Let's be candid: the kids who do the best on the high stakes test tend to be more affluent than the kids who do poorly. That is the consistent conclusion apparent from every analysis of test score outcomes. The other conclusion that is consistently true is that the schools that spend more money per kid have the highest outcomes. Got to admit that makes sense. (If it were based on teachers alone, then all we would have to do is move the teachers from high performing schools to low performing schools and the outcomes would change. I would argue that moving teachers from high performing schools to low performing schools would likely make the low performing schools more so.) It should come as no surprise that the highest performing schools have two attributes: wealthy kids and/or more money spent per kid. Charter schools drain both variables of import, that is, kids whose parents earn enough money to be able to provide transportation to and from the charter may enroll in the charter. There are no bus routes for charter schools. The very existence of the charter drains money from the public school because we are funded based on enrollment.
If you want to compare charter schools to public schools using the high stakes outcomes, you might conclude charters do better because they are an alternative to public schools and they do things better. No way. (In fact, the studies comparing outcomes have very mixed reviews. Recent studies tend to indicate that students in public schools are outperforming students in charter schools.) I argue that the very best teachers teach the kids who are most likely not to do well. Very bright, affluent kids are going to pass the standardized tests no matter who the teacher is. (That is not to say that the teacher of wealthy kids does not make a difference. They do. But the role of the teacher of wealthy kids is to promote extended success, not just mere passing.) The one thing charter schools have going for them is parental support.
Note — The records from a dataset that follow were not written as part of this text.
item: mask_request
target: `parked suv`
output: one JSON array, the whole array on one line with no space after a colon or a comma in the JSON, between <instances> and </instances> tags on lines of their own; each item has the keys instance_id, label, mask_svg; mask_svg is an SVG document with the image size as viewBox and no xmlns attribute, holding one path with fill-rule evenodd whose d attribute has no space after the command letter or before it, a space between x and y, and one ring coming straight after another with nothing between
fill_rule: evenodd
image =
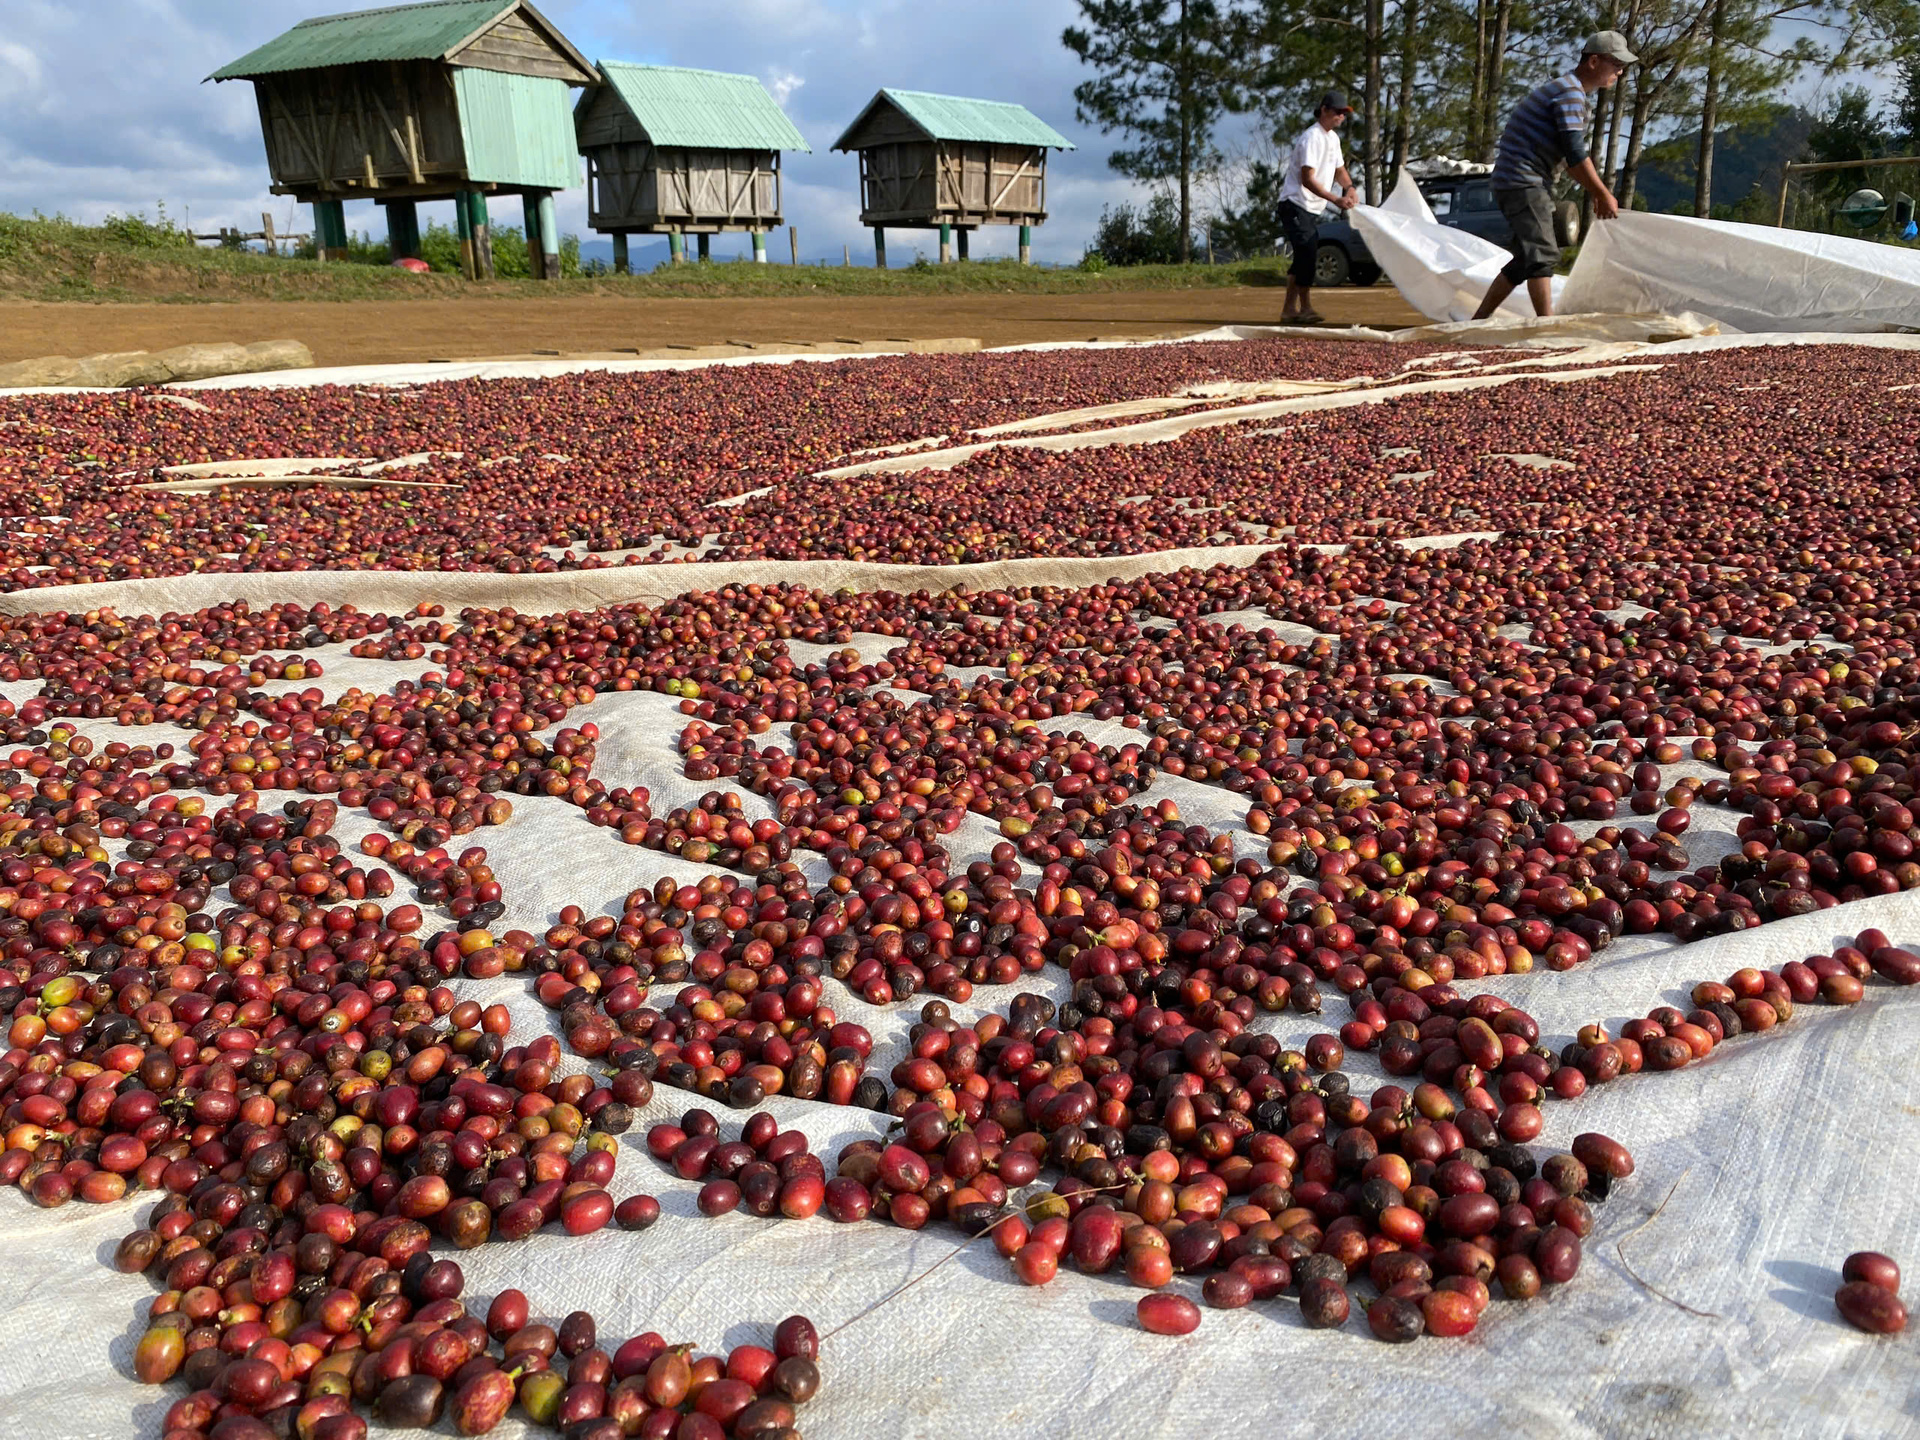
<instances>
[{"instance_id":1,"label":"parked suv","mask_svg":"<svg viewBox=\"0 0 1920 1440\"><path fill-rule=\"evenodd\" d=\"M1420 182L1433 218L1495 245L1513 241L1513 227L1494 203L1493 182L1485 175L1439 175ZM1553 238L1564 248L1580 234L1580 205L1562 195L1553 202Z\"/></svg>"},{"instance_id":2,"label":"parked suv","mask_svg":"<svg viewBox=\"0 0 1920 1440\"><path fill-rule=\"evenodd\" d=\"M1286 241L1280 242L1283 253ZM1344 210L1329 209L1320 217L1320 246L1313 255L1315 285L1371 285L1380 278L1380 266L1367 242L1353 228Z\"/></svg>"},{"instance_id":3,"label":"parked suv","mask_svg":"<svg viewBox=\"0 0 1920 1440\"><path fill-rule=\"evenodd\" d=\"M1494 203L1493 184L1485 175L1437 175L1422 180L1420 193L1433 210L1433 218L1442 225L1478 235L1482 240L1506 246L1513 241L1513 228ZM1554 201L1553 234L1562 246L1574 243L1580 233L1580 206L1562 196ZM1282 241L1281 254L1287 253ZM1344 210L1328 210L1320 217L1320 248L1314 256L1315 285L1371 285L1380 278L1380 266L1367 249L1367 242L1353 228Z\"/></svg>"}]
</instances>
Clearly, if my kid can get kicked out of your school I am going to do all that I can to promote his or her success, ensure they do their homework, and back teacher expectations. Elsewise, you will be removed from the charter, and (gasp) returned to public schools.
Perhaps the real answer to these two programs is simply to ensure that all teachers are highly paid and that public schools have choices as well. Suppose we the public school could ask non-compliant, non-conforming kids to simply leave our system? Wouldn't that be interesting?
Meanwhile, I do not support incentives or charter schools. I deeply, deeply support public schools and the professionals that work therein. I believe public schools are the very best hope for the future of our democracy. Period.